Patrick Pelloux à Paris le 14 décembre 2015.

« Je ne serais pas arrivé là si… » est un nouveau rendez-vous à retrouver chaque dimanche matin dans La Matinale du « Monde ».

Médecin urgentiste qui avait sonné l’alarme lors de la canicule en 2003, Patrick Pelloux, également chroniqueur pour Charlie Hebdo, fut l’une des premières personnes à arriver sur les lieux de l’attentat.

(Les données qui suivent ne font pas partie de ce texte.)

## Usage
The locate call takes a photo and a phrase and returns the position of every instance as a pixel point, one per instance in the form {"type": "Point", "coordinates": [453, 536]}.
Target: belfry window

Je ne serais pas arrivé là si…

… si je n’avais pas fait certaines rencontres. Il y a évidemment les rencontres médicales : le professeur Henri Carlioz, qui était chef de service des urgences à Trousseau ; Jack Ralite, que j’ai toujours admiré pour son engagement non seulement dans le monde de la santé mais aussi de la culture ; Philippe Héricord, l’ancien chef de service des urgences à Saint-Antoine… Le dénominateur commun de toutes ces personnes est qu’elles étaient profondément altruistes, incroyablement justes. Je n’ai jamais été dans une course à un poste d’hospitalo-universitaire ou dans une querelle de pouvoir. Après, je me suis construit par le combat social, parce que personne ne voulait reconnaître la médecine d’urgence. Ce combat syndical a été laborieux. Le hasard est ainsi fait que le décret sur la spécialité de médecine d’urgence est sorti le 13 novembre 2015, jour des attentats de Paris. C’est fou, non ? Ensuite, il y a les rencontres qui ouvrent l’esprit comme celle avec Gérard Mordillat. J’essaie toujours d’aller vers les autres. C’est quelque chose qui peut paraître totalement désuet, benêt, mais c’est ça. Ce sont les combats profondément humanistes qui m’intéressent.

Adolescent, vous regardiez avec admiration Bernard Kouchner défendre l’action de Médec...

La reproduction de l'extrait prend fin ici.